For instance, benefits insurance companies can help employers educate employees about investment planning and wealth management. As another example, family leave is but a dream for many workers. Although the time off is available, they can’t afford to be off work for a month or three without their paycheck. Insurers could potentially help employers pay workers for this leave.
Leading edge companies may view benefits as simply a cost of doing business, but every business must make a profit to survive and thrive. Employee benefits insurance companies that can help employers ameliorate costs of offering quality, desirable benefits — and help employees reduce their out-of-pocket costs — will become the most sought-after partners.
In fact, benefits insurance companies can now position themselves not only as partners but consultants to sponsors.

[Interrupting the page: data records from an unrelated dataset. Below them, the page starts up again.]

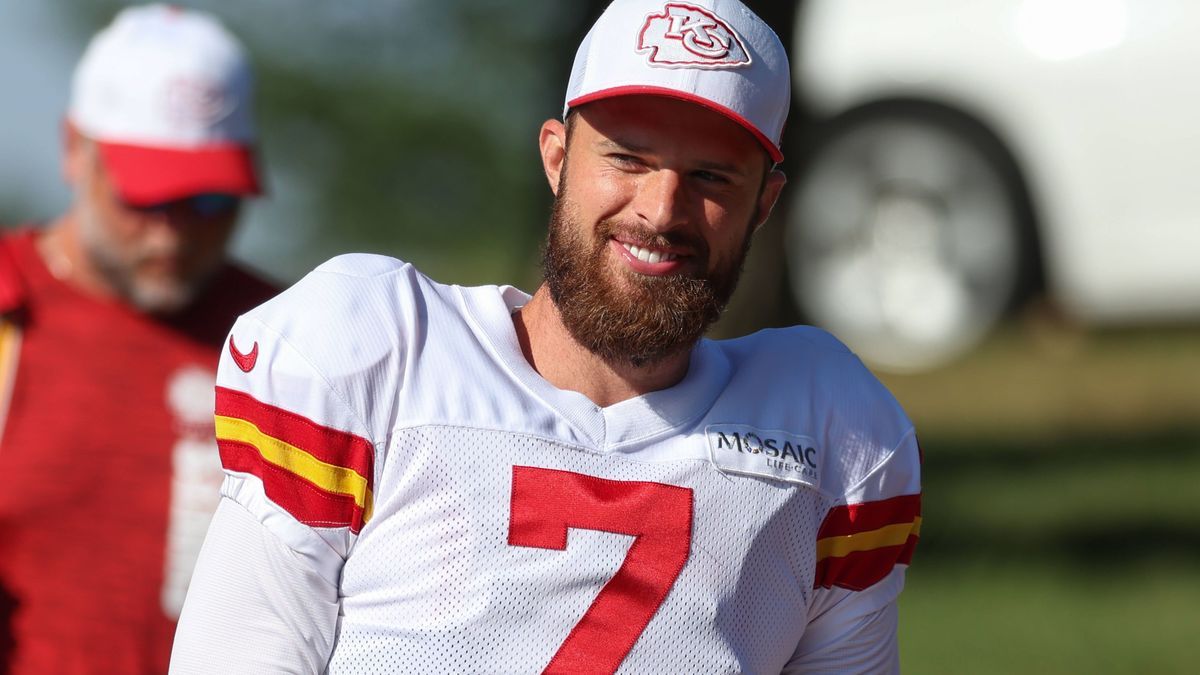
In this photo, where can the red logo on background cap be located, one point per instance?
(687, 35)
(195, 102)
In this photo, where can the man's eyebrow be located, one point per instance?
(621, 145)
(616, 145)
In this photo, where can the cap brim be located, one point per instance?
(145, 175)
(777, 155)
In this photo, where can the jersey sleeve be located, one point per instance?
(253, 604)
(300, 386)
(864, 547)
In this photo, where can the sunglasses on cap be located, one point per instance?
(209, 204)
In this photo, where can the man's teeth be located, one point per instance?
(648, 256)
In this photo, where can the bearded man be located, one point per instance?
(432, 478)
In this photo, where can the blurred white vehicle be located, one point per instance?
(975, 150)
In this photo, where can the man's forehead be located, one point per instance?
(659, 124)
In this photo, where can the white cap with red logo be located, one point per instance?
(714, 53)
(167, 95)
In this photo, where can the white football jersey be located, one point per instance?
(388, 430)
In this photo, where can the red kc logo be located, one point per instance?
(687, 35)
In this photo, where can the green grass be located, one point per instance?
(1063, 557)
(1062, 507)
(988, 619)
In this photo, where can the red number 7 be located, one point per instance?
(546, 503)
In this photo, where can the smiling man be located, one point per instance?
(430, 478)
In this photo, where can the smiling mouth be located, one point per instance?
(648, 255)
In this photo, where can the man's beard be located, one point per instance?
(639, 320)
(119, 268)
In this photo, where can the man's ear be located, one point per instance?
(771, 190)
(76, 154)
(552, 143)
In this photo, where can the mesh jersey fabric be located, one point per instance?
(384, 426)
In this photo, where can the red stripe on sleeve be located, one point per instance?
(852, 519)
(862, 569)
(328, 444)
(305, 501)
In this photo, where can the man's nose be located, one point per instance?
(661, 201)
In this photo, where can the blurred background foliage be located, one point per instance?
(1062, 526)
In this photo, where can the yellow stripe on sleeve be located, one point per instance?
(328, 477)
(888, 536)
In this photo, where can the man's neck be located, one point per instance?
(61, 249)
(556, 356)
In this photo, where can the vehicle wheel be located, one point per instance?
(906, 239)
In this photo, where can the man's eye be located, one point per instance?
(709, 177)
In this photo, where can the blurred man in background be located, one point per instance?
(112, 321)
(431, 478)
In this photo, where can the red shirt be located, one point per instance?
(108, 469)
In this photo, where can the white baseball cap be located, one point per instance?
(714, 53)
(167, 96)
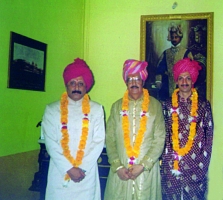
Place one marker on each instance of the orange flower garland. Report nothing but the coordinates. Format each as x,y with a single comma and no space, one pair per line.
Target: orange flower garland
182,151
133,152
65,135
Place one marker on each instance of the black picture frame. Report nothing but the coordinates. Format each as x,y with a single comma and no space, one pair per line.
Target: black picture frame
27,63
153,42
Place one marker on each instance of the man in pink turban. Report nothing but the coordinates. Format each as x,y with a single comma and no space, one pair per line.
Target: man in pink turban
189,136
76,69
74,134
186,65
134,139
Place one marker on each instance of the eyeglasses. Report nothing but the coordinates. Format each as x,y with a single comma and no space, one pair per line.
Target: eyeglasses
74,84
136,79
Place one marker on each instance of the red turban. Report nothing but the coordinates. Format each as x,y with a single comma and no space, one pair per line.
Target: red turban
186,65
76,69
134,66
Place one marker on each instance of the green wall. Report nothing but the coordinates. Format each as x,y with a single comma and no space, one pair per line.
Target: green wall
110,35
59,24
113,35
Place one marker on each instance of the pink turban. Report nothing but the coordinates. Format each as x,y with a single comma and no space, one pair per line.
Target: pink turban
186,65
76,69
134,66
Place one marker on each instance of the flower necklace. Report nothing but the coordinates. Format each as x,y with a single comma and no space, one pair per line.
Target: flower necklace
133,152
182,151
65,135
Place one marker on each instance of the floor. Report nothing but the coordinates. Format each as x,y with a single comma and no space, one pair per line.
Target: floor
16,176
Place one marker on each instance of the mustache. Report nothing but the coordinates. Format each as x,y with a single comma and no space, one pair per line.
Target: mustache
76,91
134,86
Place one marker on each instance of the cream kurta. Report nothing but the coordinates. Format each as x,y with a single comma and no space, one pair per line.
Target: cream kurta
147,185
89,187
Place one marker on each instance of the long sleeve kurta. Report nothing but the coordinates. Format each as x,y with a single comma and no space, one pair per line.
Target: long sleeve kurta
147,185
192,183
89,187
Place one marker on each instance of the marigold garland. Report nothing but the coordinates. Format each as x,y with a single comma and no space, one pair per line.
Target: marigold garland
182,151
65,135
133,152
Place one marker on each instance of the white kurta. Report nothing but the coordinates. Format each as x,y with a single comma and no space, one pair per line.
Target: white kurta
89,187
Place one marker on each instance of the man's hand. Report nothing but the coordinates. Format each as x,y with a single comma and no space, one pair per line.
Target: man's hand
135,171
123,174
76,174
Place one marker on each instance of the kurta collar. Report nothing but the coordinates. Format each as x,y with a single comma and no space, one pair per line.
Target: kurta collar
137,100
75,103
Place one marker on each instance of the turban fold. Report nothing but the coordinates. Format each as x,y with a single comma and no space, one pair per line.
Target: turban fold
76,69
134,66
186,65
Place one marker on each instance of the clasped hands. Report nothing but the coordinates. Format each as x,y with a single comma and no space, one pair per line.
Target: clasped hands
76,174
131,173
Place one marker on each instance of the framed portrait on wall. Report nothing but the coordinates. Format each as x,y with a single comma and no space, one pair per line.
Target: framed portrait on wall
27,63
165,39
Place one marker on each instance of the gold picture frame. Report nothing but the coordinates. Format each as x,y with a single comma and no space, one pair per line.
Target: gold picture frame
197,37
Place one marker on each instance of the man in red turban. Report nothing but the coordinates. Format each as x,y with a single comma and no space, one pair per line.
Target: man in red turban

The Internet of Everything affects the way we live and work now. Benefits insurance carriers that aren’t taking full advantage of technology risk losing their competitive edge.
Technology can streamline benefits enrollment and management for employees and administrators. Platforms are available that coordinate programs among sponsors, insurance carriers, and employee-customers.

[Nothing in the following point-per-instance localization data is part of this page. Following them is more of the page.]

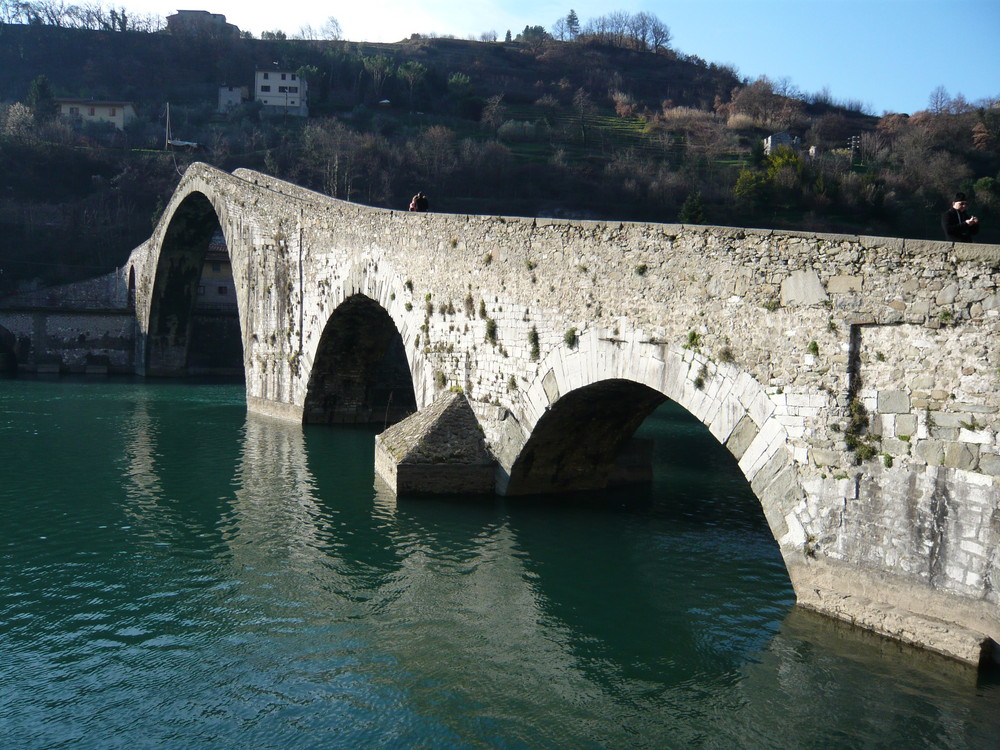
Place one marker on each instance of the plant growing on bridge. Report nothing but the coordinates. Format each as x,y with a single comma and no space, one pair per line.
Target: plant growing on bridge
699,381
694,341
863,445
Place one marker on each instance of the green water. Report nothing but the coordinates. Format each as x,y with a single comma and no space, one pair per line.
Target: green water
176,574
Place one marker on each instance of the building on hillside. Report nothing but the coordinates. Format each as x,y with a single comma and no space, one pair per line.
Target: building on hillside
232,96
118,114
217,290
282,92
781,139
200,23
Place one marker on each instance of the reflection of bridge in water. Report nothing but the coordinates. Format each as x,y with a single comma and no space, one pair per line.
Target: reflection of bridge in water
856,380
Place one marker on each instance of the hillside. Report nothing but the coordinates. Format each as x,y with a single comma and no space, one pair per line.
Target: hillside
581,129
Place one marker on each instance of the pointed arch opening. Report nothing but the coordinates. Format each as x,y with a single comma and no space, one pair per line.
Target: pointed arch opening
580,442
360,374
194,326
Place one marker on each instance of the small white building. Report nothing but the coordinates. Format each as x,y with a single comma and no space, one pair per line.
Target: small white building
281,92
781,139
118,114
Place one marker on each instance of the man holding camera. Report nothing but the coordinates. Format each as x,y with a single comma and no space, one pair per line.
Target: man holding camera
957,224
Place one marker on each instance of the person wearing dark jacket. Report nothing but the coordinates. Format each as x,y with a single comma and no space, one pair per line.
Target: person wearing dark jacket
957,224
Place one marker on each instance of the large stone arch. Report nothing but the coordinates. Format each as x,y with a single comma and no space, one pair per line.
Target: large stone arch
177,257
360,371
611,386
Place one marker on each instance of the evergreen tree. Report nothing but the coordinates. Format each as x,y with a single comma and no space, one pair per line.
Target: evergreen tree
573,23
41,101
693,210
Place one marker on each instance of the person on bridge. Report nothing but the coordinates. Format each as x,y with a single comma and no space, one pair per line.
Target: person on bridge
957,224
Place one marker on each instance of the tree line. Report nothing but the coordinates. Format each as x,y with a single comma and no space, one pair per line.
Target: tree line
585,131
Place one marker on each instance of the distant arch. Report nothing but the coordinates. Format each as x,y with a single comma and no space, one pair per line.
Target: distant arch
179,262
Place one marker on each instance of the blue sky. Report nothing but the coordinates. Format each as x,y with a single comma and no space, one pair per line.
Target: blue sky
886,54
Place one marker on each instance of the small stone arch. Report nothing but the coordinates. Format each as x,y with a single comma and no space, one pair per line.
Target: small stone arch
611,386
360,371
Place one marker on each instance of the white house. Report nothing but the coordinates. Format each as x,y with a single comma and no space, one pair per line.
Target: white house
232,96
281,92
781,139
118,114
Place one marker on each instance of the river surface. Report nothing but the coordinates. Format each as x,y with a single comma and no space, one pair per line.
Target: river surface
177,574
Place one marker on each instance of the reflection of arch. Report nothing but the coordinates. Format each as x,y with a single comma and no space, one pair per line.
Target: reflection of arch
8,351
360,372
175,288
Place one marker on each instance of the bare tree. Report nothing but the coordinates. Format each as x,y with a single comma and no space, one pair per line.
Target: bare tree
331,29
413,73
379,68
494,113
939,100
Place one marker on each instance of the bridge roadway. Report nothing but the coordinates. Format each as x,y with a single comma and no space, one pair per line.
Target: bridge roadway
856,380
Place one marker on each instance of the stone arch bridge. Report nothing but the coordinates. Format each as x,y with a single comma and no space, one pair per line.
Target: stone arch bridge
856,380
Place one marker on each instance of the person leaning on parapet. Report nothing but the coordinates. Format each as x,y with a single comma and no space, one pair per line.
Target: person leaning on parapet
957,224
419,202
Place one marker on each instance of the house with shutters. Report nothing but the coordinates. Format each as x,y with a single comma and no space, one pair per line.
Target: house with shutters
118,113
281,92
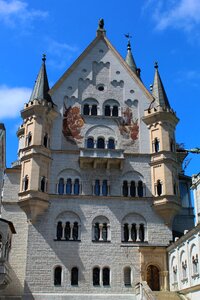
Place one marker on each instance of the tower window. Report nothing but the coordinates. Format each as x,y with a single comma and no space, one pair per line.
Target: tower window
57,276
74,276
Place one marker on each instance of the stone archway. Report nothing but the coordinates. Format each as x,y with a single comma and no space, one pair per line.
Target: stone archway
153,277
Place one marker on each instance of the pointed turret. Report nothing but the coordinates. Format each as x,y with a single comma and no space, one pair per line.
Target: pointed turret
129,57
41,87
158,90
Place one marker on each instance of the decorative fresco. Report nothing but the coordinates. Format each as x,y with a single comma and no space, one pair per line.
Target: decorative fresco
72,124
129,128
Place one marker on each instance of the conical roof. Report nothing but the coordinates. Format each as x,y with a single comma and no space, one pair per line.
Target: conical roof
41,87
158,90
129,58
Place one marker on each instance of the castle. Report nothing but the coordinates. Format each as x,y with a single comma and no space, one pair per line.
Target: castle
98,192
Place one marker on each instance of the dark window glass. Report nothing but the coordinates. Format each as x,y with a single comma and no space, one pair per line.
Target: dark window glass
107,110
59,230
96,276
100,143
90,143
61,186
74,276
86,110
140,189
57,276
125,188
106,276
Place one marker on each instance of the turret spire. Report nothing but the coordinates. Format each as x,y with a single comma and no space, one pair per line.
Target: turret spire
41,87
129,57
158,90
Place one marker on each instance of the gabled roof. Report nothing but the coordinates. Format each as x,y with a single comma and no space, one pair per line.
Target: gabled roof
41,87
101,36
158,90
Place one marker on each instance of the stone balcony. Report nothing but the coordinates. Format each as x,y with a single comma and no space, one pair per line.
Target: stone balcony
101,158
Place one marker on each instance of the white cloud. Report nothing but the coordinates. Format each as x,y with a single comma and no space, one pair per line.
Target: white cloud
182,14
15,11
12,100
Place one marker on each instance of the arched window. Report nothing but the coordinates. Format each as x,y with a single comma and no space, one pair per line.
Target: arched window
111,144
94,110
90,143
96,231
61,186
105,188
86,109
76,186
45,140
96,276
97,187
67,231
74,276
75,231
132,189
159,188
43,184
69,186
106,276
57,276
107,110
141,232
100,143
156,145
127,276
115,111
140,189
59,230
125,188
126,232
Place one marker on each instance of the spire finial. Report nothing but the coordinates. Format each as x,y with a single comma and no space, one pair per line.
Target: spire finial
44,57
156,65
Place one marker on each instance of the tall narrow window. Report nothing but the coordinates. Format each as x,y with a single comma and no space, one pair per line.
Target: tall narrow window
96,276
57,276
106,276
59,230
61,186
86,110
115,111
125,188
75,231
140,189
132,189
105,188
111,144
69,186
90,143
107,110
159,188
97,187
74,276
94,110
76,186
127,276
100,143
67,231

Technology supports and facilitates benefits delivery, too. With online portals and remote access, employees can have on-demand access to their personal benefits-related documents, educational information, even virtual healthcare such as live chat with a nurse.
In their recently-released report, “Protecting Data in the Healthcare Industry,” Osterman Research notes, “The healthcare industry finds itself under cyber attack from many vectors, including ransomware, malware and targeted attacks. While these attacks specifically cause direct harm to IT systems, it’s the flow-on effects that have the industry reeling.” In other words, loss of confidential personal data.
Consumers are worried, for good reason. Healthcare and financial services are favorite targets of cyber criminals. So is their employer’s benefits program safe and secure?
Employee benefits insurance providers can assuage those fears by demonstrating – to sponsors and employees – that they have adopted maximum precautions and protections. It’s a different type of insurance. But the ability to gain and retain confidence and trust surrounding data protection makes that insurance carrier a more desirable working partner.
Bottom line advice
With developments in technology, healthcare, government regulation, and consumer expectations and preferences all rapidly evolving, “strategic positioning” is likely to be a near-term proposition. Employee benefits insurance companies that collaborate with sponsors and end-users to craft solutions and that build on a foundation of flexibility will retain the agility required to respond fastest and best to change.